More on Tonto

Joel S. Berson Berson at ATT.NET
Fri Feb 15 19:01:29 UTC 2008


I notice in today's NYTimes that one of the films in "The 2007
Academy Award Nominated Short Films" (opening nationwide today) is
called "The Tonto Woman" (live-action).  This British film is a
western where the title character is "the socially outcast wife of a
rancher" "[k]idnapped by Mojave Indians" [reviewer's words].
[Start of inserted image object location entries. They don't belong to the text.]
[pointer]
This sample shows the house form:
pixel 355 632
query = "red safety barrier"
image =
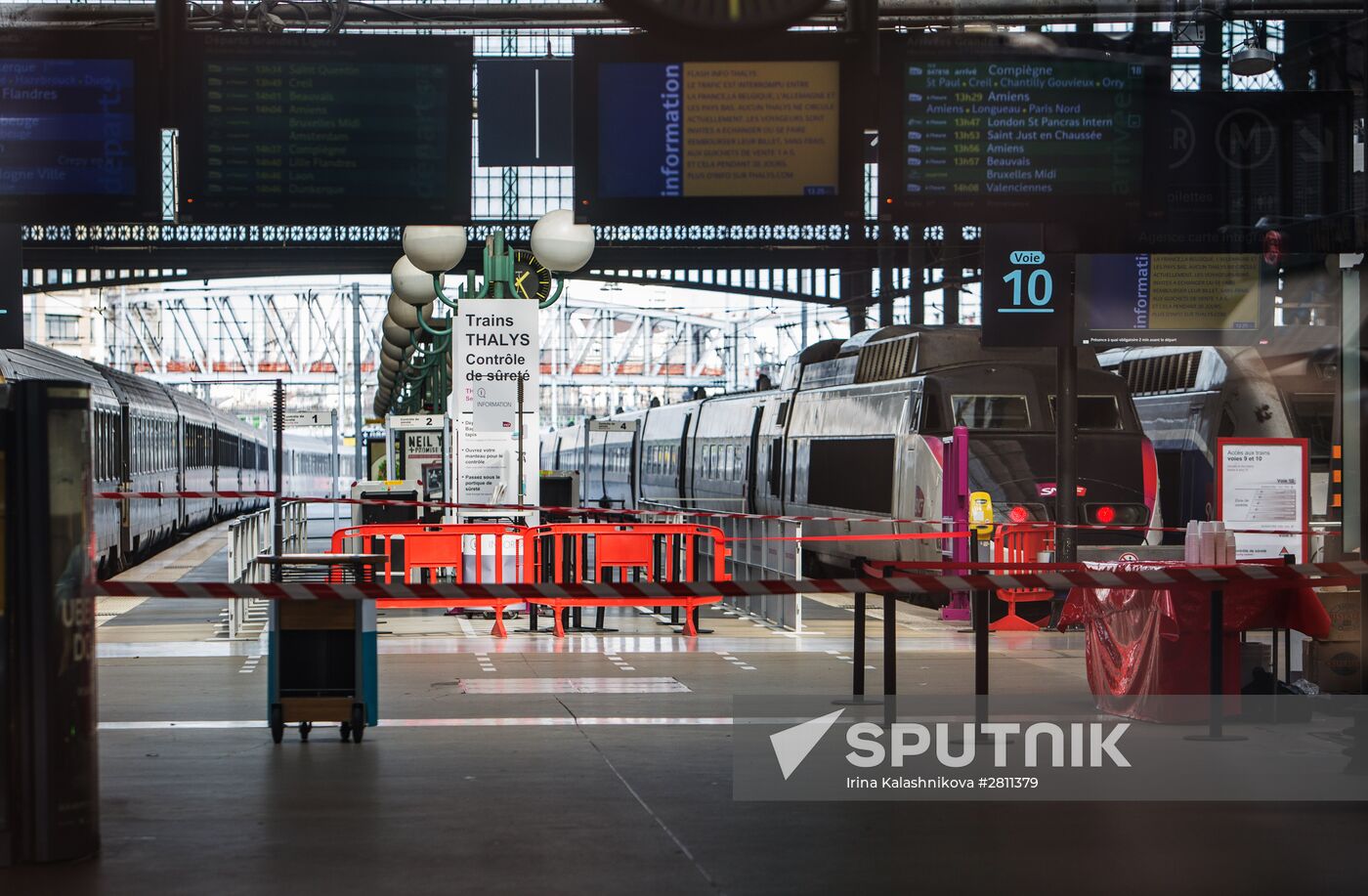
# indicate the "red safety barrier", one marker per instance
pixel 1015 543
pixel 1247 575
pixel 481 554
pixel 625 551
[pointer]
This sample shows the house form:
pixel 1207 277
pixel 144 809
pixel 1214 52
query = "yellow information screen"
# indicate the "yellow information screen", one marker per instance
pixel 720 129
pixel 1204 291
pixel 1173 298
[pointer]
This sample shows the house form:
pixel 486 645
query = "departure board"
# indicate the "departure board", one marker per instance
pixel 78 130
pixel 673 137
pixel 327 130
pixel 994 134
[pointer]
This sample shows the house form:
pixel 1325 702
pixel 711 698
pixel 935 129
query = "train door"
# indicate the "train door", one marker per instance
pixel 633 461
pixel 752 462
pixel 681 492
pixel 125 441
pixel 181 479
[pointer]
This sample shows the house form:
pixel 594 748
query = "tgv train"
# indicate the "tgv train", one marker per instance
pixel 1189 397
pixel 147 437
pixel 854 430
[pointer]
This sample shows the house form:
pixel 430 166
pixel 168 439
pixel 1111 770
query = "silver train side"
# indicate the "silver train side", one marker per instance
pixel 1189 397
pixel 854 430
pixel 147 437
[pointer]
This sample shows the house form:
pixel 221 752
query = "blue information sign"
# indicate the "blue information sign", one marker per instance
pixel 1028 294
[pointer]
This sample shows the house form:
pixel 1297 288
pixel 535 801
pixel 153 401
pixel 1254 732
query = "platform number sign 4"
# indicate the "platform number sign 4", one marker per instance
pixel 1028 291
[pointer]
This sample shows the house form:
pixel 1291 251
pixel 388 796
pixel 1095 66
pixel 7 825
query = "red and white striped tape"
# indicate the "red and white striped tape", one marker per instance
pixel 619 512
pixel 1207 577
pixel 173 495
pixel 510 508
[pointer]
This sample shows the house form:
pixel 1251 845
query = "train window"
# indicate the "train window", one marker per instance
pixel 1227 424
pixel 933 416
pixel 1313 416
pixel 991 412
pixel 1094 412
pixel 776 465
pixel 831 481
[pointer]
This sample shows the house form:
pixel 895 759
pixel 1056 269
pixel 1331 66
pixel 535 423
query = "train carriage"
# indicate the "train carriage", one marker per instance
pixel 855 430
pixel 152 460
pixel 195 426
pixel 36 362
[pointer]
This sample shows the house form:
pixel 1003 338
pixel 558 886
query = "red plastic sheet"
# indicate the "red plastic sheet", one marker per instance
pixel 1144 645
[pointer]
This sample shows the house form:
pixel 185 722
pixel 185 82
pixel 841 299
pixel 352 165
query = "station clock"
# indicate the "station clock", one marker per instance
pixel 715 17
pixel 531 279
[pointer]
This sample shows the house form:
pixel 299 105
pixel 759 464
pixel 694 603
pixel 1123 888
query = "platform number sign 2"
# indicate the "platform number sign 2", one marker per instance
pixel 1028 291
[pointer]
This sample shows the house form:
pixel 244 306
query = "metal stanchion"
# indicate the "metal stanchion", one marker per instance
pixel 858 649
pixel 978 605
pixel 1215 722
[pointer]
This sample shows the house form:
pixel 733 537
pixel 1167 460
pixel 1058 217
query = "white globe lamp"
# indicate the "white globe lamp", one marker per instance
pixel 560 243
pixel 434 249
pixel 394 332
pixel 406 315
pixel 410 283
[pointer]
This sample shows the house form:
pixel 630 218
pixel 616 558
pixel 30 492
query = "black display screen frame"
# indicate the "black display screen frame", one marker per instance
pixel 1104 338
pixel 844 207
pixel 457 52
pixel 144 204
pixel 898 51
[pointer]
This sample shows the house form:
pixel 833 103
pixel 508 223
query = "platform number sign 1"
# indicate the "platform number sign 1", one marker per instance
pixel 1028 291
pixel 1039 284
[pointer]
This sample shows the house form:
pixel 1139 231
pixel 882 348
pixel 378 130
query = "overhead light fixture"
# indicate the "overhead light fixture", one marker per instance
pixel 1252 62
pixel 1254 59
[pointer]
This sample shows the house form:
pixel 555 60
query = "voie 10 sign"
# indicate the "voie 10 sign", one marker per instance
pixel 1028 294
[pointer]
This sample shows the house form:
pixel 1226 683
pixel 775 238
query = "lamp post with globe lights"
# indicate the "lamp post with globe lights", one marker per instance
pixel 421 379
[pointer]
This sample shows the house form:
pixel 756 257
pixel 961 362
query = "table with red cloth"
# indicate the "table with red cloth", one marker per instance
pixel 1153 643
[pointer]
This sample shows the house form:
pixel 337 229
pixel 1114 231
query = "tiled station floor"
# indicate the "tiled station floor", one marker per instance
pixel 601 763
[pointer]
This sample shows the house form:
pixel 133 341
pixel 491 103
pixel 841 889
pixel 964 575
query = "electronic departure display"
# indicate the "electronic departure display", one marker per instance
pixel 78 127
pixel 325 130
pixel 667 137
pixel 985 132
pixel 1144 300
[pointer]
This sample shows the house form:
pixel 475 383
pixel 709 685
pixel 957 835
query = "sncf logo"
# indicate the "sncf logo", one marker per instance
pixel 1049 490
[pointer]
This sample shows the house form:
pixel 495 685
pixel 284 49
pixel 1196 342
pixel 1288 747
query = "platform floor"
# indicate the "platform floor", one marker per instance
pixel 602 765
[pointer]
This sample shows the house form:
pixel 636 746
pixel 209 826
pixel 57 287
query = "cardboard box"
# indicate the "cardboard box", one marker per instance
pixel 1333 665
pixel 1345 618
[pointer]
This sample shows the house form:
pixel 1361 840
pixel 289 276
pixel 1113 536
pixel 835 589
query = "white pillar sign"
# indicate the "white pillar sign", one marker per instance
pixel 495 346
pixel 495 342
pixel 1261 486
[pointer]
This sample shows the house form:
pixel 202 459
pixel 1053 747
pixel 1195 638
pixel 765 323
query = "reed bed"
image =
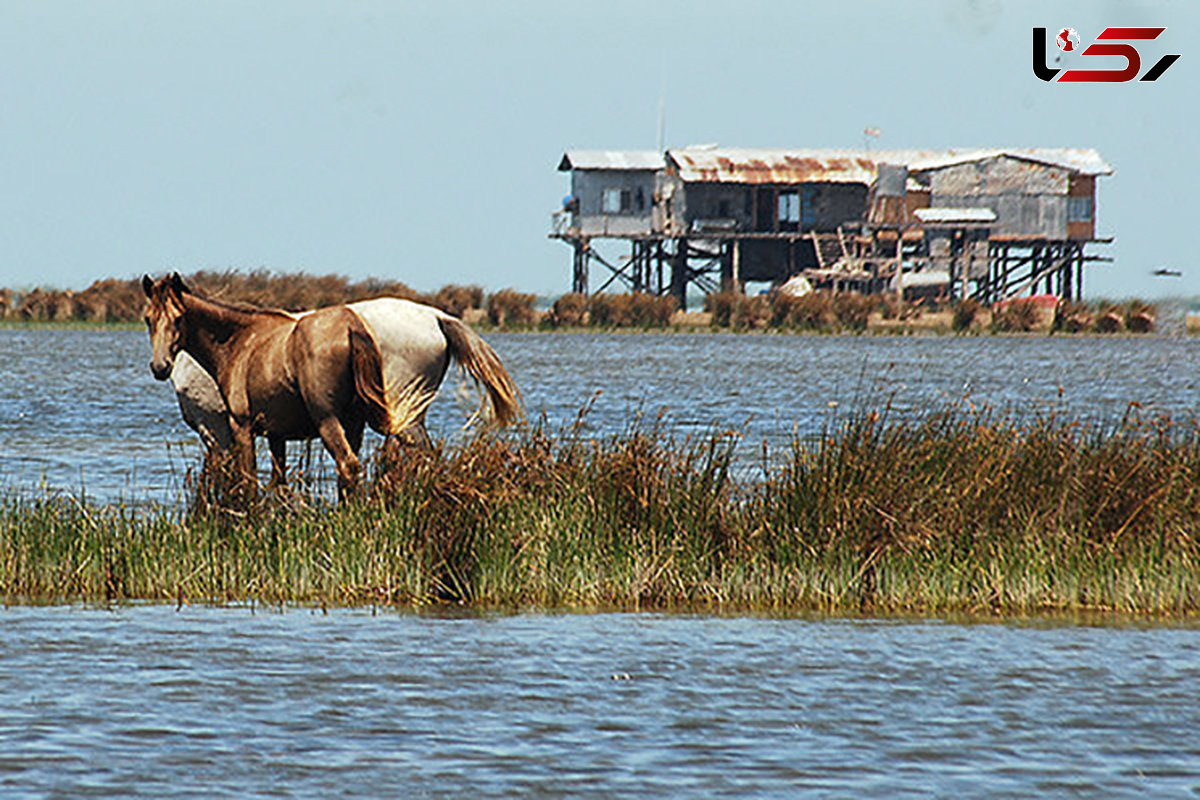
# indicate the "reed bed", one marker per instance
pixel 958 513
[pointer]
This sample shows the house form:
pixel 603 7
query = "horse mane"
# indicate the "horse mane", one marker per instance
pixel 239 306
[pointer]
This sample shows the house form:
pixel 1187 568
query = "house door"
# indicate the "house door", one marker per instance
pixel 765 210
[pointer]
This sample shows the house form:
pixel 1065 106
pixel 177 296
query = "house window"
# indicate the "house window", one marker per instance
pixel 1079 209
pixel 617 200
pixel 809 206
pixel 789 209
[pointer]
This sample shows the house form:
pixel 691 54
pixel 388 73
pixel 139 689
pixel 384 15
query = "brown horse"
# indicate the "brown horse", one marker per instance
pixel 322 373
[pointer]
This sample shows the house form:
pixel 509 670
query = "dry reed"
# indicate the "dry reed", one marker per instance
pixel 960 512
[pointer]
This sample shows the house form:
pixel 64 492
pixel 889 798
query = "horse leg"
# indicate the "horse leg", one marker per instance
pixel 244 457
pixel 279 461
pixel 349 469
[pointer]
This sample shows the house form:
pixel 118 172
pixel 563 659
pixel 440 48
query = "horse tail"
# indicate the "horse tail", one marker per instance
pixel 389 408
pixel 479 360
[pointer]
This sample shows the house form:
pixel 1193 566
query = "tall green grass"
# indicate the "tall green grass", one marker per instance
pixel 960 512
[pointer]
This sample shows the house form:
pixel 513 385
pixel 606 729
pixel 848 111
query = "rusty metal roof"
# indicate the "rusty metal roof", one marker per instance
pixel 755 166
pixel 739 166
pixel 611 160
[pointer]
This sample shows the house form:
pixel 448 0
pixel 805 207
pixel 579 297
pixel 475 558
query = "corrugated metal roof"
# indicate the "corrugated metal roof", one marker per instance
pixel 762 166
pixel 615 160
pixel 1077 160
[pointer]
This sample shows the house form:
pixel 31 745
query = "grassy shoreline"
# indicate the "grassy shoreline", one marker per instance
pixel 957 515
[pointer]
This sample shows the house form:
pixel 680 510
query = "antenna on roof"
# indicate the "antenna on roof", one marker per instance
pixel 663 108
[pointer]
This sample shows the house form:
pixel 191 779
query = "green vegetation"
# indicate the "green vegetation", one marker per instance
pixel 823 312
pixel 961 512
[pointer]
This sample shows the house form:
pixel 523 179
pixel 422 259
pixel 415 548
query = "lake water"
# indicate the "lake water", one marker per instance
pixel 148 702
pixel 79 409
pixel 226 702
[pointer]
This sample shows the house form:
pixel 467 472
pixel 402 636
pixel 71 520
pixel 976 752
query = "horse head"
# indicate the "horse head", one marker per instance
pixel 165 320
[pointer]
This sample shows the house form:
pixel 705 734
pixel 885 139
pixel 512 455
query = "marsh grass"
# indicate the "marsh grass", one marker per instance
pixel 961 512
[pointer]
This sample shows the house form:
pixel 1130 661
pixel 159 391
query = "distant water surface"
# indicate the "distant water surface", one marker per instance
pixel 79 409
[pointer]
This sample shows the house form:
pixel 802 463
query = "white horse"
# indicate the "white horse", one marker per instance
pixel 417 343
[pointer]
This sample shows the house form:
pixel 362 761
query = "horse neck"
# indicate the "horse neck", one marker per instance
pixel 213 331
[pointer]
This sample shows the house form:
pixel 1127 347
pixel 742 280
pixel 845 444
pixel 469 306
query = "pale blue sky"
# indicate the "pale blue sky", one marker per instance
pixel 418 140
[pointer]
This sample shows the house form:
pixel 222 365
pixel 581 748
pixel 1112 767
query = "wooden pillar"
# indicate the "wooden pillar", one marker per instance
pixel 679 274
pixel 580 276
pixel 736 257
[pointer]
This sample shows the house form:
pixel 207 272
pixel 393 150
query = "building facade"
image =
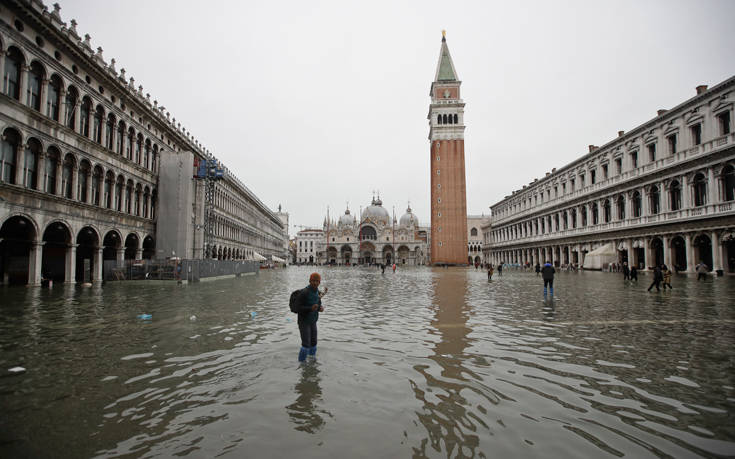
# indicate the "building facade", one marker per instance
pixel 93 172
pixel 448 183
pixel 662 193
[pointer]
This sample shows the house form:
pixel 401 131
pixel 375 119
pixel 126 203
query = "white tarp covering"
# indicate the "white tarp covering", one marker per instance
pixel 601 257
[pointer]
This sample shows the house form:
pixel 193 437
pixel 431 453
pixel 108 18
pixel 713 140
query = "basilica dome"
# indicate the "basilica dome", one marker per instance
pixel 346 219
pixel 409 219
pixel 376 212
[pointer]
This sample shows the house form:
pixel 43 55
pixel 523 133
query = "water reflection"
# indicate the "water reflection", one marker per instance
pixel 444 413
pixel 306 412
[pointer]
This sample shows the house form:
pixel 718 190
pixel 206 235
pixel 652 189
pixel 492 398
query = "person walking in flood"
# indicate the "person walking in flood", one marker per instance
pixel 547 273
pixel 657 278
pixel 667 277
pixel 310 305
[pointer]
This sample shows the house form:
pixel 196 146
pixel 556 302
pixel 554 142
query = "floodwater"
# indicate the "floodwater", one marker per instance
pixel 418 363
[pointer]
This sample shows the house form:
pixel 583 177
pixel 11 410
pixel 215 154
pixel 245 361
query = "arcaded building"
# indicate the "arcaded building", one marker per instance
pixel 661 193
pixel 447 166
pixel 94 172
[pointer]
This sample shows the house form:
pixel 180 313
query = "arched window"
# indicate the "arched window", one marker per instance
pixel 30 164
pixel 119 185
pixel 83 181
pixel 131 143
pixel 10 141
pixel 621 207
pixel 97 180
pixel 147 155
pixel 637 207
pixel 675 195
pixel 86 111
pixel 120 138
pixel 109 181
pixel 71 107
pixel 54 98
pixel 109 131
pixel 35 80
pixel 138 148
pixel 700 190
pixel 11 76
pixel 49 172
pixel 728 182
pixel 655 198
pixel 99 116
pixel 66 177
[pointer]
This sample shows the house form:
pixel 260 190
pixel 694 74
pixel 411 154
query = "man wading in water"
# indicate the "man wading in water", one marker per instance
pixel 310 305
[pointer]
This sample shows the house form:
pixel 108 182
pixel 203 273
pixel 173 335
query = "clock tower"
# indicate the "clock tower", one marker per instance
pixel 448 185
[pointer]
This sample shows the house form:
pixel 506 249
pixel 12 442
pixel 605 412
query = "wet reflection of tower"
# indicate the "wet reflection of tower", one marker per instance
pixel 448 184
pixel 446 416
pixel 304 411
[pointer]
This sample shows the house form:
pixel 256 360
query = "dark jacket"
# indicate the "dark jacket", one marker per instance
pixel 547 272
pixel 307 298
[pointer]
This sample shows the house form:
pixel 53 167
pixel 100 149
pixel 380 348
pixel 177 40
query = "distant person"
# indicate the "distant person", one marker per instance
pixel 702 271
pixel 667 277
pixel 657 278
pixel 310 305
pixel 547 273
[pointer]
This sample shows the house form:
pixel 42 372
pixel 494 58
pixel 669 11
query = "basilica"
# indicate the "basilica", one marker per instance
pixel 373 237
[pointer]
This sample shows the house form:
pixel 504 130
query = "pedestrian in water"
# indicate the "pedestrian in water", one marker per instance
pixel 547 273
pixel 657 278
pixel 667 277
pixel 310 305
pixel 701 271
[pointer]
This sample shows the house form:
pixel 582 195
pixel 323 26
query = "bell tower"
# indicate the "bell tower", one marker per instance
pixel 448 185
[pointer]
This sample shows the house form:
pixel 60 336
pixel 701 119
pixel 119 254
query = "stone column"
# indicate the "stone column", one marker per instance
pixel 35 258
pixel 20 159
pixel 689 252
pixel 70 264
pixel 97 276
pixel 713 197
pixel 716 251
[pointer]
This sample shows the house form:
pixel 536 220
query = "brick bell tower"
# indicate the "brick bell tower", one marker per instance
pixel 448 185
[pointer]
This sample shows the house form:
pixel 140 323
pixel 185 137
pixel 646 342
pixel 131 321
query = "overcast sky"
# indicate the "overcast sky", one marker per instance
pixel 318 103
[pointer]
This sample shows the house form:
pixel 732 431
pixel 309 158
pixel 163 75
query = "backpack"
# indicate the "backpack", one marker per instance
pixel 293 301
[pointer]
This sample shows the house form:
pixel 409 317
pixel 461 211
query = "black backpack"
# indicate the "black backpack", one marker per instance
pixel 293 301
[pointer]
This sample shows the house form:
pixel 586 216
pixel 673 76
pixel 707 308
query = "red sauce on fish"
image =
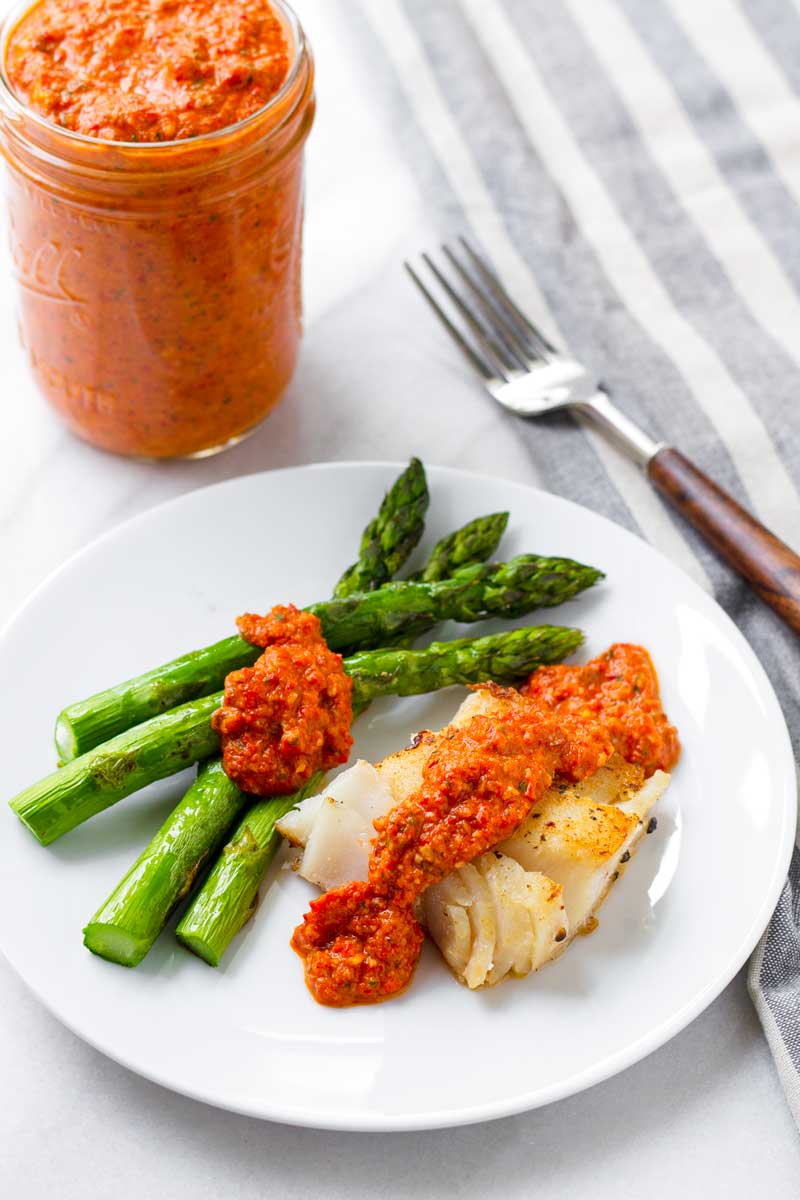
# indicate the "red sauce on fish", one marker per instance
pixel 289 714
pixel 619 689
pixel 361 942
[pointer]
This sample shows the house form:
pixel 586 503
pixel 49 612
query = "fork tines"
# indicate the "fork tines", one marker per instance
pixel 494 335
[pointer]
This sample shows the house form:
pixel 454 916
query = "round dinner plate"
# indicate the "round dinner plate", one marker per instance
pixel 248 1037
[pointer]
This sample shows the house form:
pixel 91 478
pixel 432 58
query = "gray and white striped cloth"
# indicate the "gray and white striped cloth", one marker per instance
pixel 632 167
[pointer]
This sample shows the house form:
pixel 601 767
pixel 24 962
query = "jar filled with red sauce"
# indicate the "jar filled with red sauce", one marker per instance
pixel 157 256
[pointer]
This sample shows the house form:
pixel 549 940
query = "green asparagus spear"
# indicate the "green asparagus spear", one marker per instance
pixel 474 543
pixel 391 612
pixel 126 927
pixel 130 921
pixel 168 743
pixel 391 537
pixel 228 895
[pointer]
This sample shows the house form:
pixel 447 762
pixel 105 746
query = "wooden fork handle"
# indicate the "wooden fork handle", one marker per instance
pixel 756 553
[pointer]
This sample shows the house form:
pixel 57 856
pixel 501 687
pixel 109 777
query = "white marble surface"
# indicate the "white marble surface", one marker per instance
pixel 703 1116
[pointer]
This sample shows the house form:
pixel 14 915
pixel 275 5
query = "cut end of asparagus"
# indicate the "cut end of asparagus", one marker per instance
pixel 66 743
pixel 25 808
pixel 115 945
pixel 198 946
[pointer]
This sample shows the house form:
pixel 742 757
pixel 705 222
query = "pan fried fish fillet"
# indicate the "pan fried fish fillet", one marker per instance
pixel 515 909
pixel 572 847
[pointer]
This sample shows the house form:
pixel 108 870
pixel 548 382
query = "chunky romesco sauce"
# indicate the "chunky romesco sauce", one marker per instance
pixel 289 714
pixel 160 279
pixel 618 689
pixel 148 70
pixel 361 942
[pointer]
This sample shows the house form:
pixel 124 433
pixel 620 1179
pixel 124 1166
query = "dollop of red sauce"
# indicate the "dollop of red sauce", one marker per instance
pixel 361 942
pixel 148 70
pixel 619 689
pixel 289 714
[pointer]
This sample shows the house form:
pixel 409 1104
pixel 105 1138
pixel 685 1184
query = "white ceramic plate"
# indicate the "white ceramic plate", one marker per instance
pixel 248 1037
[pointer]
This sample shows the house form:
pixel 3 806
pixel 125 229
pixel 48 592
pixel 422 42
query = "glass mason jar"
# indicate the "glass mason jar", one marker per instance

I am led to think that the Tonto and Mojave Indians were not friendly
to each other, and so wonder why she is called a "Tonto woman."  But
that's all I know, folks, either about the Indians or the movie.

Joel

At 2/15/2008 11:34 AM, Jonathan Lighter wrote:
>The Straight Dope: http://www.straightdope.com/classics/a4_061.html
>
>
>   Personally - and remember how gullible I am - it's hard for me to
> believe that somebody intentionally named the LR's savior and
> associate "Lunkhead" or something similar.  Because if he had, I'd
> expect that the character would have been portrayed as a butt or
> buffoon, which he wasn't.  I'd also expect him to have been a
> Mexican Sancho Panza type, not a Native American.
>
>   My SWAG is that whoever named "Tonto" was thinking, perhaps
> unconsciously, of the Tonto Basin, which is not only on maps but
> also provided the title for Zane Grey's story "The Tonto Basin,"
> published in 1922.  He also wrote the novel _Under the Tonto Rim_
> (1926). So "Tonto" was a catchy Western name, already hallowed by
> ZG before 1931.  "Lunkhead" connections are _at least as likely_ to
> be _post facto_ (not to mention "postmodern").
>
>   I don't know if the LR's adventures were supposed to take place
> primarily in Arizona, but the scenery of the TV show (and the
> godawful 1981 movie) was mostly desert - perhaps owing to budgetary
> constraints.
>
>   JL
>
>Gregory McNamee <gm at GREGORYMCNAMEE.COM> wrote:
>   ---------------------- Information from the mail header
> -----------------------
>Sender: American Dialect Society
>Poster: Gregory McNamee
>Subject: Re: does anyone need another example of positive ANYMORE?
>-------------------------------------------------------------------------------
>
>Some standard sources--I'll hunt up references, but one is an
>autobiography by a Yavapai (Kekwevaya) Indian scout that I've been
>editing--say that "Tonto," meaning stupid or foolish, was an insult
>given to an Apache band that allowed Spanish types to pass through
>unharmed, rather than attack them at once. Other sources (see
>http://spot.colorado.edu/~koontz/faq/etymology.htm
>, e.g.) say that "Tonto" is a gloss for what the Chiricahua Apaches
>called that group, a phrase meaning "wild people." The high-pitched
>business is, I'm betting, yet another of Wikipedia's many inventions,
>which is a natural consequence of the encyclopedia anyone can edit.